In January, the executive approved the KRG’s total $140-million budget.

But Emudluk said there’s still concern over the Kativik Regional Police Force’s deficit of more than $500,000.

“The regional council has expectations, and we have to deliver,” Emudluk said.

Among the projects considered by the KRG council is a proposal to form a Nunavik Elders Association, which could, among other issues, look at indexation for elders’ pensions.

“They get exactly the same amount as down South, and a lot of the programs that they can access through the government have no information in Inuttitut,” Emudluk said.

Last June, council members were presented with the research report, A Socio-economic Profile of Elders in Nunavik. That report surveyed elders and found that 419 elders in Nunavik need urgent assistance.

“We want to work on that,” Emudluk said.

To get feedback on community concerns, Emudluk, the KRG executive and several department heads toured communities last month on the Hudson Bay coast, from Puvirnituq to Kuujjuaraapik, where they met with municipal councils and held phone-in discussions on community radio.

“We wanted to listen to what they had to say,” Emudluk said. “I think it’s important for the elected people to touch base once a year.”

The need for more housing, the high cost of living and hunter support were among the issues brought up in the five communities visited.

At this week’s meeting in Ivujivik, councillors were also brought up to date on the brief presented by KRG and Makivik Corporation concerning the creation of a seat in Quebec’s National Assembly for Nunavik.

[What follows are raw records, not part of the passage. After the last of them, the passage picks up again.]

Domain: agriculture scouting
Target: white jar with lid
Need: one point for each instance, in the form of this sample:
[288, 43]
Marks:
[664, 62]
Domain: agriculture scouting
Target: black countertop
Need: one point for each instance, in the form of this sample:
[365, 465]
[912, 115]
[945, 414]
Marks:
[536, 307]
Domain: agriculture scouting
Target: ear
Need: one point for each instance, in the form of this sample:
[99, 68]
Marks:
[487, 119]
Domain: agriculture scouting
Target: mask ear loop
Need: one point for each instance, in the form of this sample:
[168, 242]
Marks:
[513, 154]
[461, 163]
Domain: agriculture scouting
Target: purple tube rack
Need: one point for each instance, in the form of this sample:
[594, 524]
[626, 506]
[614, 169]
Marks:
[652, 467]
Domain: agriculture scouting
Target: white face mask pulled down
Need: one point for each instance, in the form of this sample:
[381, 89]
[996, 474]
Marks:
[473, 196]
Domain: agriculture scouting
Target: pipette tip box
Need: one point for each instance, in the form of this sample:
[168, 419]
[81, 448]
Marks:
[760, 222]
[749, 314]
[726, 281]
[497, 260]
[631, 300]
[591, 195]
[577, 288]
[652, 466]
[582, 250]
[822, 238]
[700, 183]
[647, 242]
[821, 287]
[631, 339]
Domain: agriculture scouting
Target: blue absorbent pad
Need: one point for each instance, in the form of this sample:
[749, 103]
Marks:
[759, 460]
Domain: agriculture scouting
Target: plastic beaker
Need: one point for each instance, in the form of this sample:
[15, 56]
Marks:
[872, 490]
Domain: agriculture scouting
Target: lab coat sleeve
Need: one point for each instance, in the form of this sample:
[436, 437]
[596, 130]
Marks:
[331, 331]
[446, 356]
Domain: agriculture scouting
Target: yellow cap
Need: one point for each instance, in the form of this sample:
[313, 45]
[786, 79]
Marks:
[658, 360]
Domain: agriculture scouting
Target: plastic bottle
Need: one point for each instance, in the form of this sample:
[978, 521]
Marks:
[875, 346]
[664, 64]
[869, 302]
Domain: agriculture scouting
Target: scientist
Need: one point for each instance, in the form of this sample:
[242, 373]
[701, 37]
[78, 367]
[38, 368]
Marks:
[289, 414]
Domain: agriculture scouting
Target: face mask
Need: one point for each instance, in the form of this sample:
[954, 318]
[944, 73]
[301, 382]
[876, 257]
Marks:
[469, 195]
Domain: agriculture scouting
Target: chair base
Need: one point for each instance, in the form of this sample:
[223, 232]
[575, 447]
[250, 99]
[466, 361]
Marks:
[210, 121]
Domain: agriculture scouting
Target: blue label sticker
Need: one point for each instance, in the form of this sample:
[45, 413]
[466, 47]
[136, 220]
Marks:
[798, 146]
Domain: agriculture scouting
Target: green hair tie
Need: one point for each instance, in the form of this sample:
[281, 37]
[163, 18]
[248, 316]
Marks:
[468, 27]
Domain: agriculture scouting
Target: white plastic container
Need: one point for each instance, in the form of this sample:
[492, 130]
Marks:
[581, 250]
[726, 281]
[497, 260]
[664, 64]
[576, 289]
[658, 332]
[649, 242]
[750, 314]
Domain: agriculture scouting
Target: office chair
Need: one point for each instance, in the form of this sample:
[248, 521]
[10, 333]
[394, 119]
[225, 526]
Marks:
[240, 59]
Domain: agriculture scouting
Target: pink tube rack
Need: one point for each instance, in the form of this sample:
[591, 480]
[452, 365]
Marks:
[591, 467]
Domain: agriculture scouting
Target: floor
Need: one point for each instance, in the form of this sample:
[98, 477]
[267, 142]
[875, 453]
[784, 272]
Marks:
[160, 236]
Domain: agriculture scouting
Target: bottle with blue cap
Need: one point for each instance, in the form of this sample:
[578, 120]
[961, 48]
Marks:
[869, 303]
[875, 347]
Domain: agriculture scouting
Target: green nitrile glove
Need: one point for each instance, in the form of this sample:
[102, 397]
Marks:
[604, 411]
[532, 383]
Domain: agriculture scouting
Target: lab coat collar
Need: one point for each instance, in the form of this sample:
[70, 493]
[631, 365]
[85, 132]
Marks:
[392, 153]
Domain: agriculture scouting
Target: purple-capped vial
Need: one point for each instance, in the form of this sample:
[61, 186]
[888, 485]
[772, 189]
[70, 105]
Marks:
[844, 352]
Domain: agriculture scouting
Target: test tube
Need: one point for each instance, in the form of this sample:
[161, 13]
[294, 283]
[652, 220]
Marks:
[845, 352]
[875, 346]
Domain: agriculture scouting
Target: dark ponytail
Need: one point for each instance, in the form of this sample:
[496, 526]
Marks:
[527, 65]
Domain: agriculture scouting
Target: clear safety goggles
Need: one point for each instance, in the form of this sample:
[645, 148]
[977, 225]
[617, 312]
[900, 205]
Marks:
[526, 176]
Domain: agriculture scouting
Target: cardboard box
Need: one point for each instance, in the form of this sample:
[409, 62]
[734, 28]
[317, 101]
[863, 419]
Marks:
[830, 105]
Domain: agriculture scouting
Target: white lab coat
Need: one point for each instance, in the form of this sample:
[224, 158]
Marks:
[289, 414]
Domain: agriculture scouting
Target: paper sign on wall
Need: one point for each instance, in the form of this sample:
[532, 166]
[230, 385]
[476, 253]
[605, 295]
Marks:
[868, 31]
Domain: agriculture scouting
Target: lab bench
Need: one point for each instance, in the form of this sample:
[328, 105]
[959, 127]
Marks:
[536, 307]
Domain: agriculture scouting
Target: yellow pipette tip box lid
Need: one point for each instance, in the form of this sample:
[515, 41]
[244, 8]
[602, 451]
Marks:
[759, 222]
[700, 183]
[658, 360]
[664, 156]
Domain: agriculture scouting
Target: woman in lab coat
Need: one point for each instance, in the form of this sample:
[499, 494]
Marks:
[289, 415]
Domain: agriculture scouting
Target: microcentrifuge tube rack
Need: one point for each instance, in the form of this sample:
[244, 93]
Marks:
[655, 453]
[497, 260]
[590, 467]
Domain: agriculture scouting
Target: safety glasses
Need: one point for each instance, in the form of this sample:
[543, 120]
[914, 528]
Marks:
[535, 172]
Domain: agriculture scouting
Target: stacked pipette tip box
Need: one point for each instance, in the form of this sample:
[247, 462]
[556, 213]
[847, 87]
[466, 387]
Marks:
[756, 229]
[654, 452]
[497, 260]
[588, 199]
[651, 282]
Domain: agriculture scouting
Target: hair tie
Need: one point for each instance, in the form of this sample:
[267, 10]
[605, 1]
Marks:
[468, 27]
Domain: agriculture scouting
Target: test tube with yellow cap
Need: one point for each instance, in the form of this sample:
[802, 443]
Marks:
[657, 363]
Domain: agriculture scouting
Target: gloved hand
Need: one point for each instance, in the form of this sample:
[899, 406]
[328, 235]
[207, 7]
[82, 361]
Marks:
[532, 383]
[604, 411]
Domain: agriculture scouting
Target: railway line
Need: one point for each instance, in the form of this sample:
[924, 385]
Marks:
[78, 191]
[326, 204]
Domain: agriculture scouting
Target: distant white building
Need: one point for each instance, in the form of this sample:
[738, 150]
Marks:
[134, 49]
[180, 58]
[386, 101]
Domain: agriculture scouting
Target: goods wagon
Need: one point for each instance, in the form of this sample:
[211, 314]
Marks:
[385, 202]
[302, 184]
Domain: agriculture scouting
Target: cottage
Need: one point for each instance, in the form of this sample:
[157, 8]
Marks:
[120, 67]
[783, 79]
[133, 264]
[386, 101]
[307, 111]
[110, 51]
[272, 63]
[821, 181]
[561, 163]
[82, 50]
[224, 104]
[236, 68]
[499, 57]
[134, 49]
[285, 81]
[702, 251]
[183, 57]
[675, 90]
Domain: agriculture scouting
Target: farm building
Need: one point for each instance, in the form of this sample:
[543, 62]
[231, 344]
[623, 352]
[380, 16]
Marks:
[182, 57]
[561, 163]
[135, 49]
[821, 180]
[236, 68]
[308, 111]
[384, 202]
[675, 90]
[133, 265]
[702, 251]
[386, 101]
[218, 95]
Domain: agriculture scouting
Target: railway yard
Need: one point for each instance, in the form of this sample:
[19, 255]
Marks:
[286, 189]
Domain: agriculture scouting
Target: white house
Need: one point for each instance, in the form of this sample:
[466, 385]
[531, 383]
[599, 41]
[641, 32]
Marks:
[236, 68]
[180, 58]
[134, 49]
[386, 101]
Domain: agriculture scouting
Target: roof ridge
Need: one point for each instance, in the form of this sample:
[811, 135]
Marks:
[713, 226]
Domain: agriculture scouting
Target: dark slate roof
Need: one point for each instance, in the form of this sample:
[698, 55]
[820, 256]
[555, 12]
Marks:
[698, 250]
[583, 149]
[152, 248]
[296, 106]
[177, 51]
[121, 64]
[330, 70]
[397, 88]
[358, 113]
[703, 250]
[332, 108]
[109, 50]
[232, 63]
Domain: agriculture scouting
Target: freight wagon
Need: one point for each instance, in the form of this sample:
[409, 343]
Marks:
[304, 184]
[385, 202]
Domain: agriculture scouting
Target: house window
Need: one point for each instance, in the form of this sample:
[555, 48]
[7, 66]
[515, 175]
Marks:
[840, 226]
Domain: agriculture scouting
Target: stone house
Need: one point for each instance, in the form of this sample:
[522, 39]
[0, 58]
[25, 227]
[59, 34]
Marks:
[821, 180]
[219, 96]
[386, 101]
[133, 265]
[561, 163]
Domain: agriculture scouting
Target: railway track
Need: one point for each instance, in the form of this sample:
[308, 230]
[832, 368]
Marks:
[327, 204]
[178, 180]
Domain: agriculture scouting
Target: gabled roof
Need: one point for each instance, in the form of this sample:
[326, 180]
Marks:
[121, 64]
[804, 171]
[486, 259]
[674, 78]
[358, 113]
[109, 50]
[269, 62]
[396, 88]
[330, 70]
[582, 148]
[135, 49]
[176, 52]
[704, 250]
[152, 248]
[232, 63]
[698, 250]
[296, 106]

The brief argues that Nunavik, because of its history, geography and unique character, should be accepted as an exception by the Election Act of Quebec and given its own provincial riding.

“Making room on Quebec’s political scene for a small, predominately Inuit population living in this vast region for thousands of years would be a decision universally applauded,” Emudluk told the commission looking at electoral boundary revision in Quebec.

At present, Nunavik is part of the sprawling Ungava riding, which includes francophone and Cree regions to the south.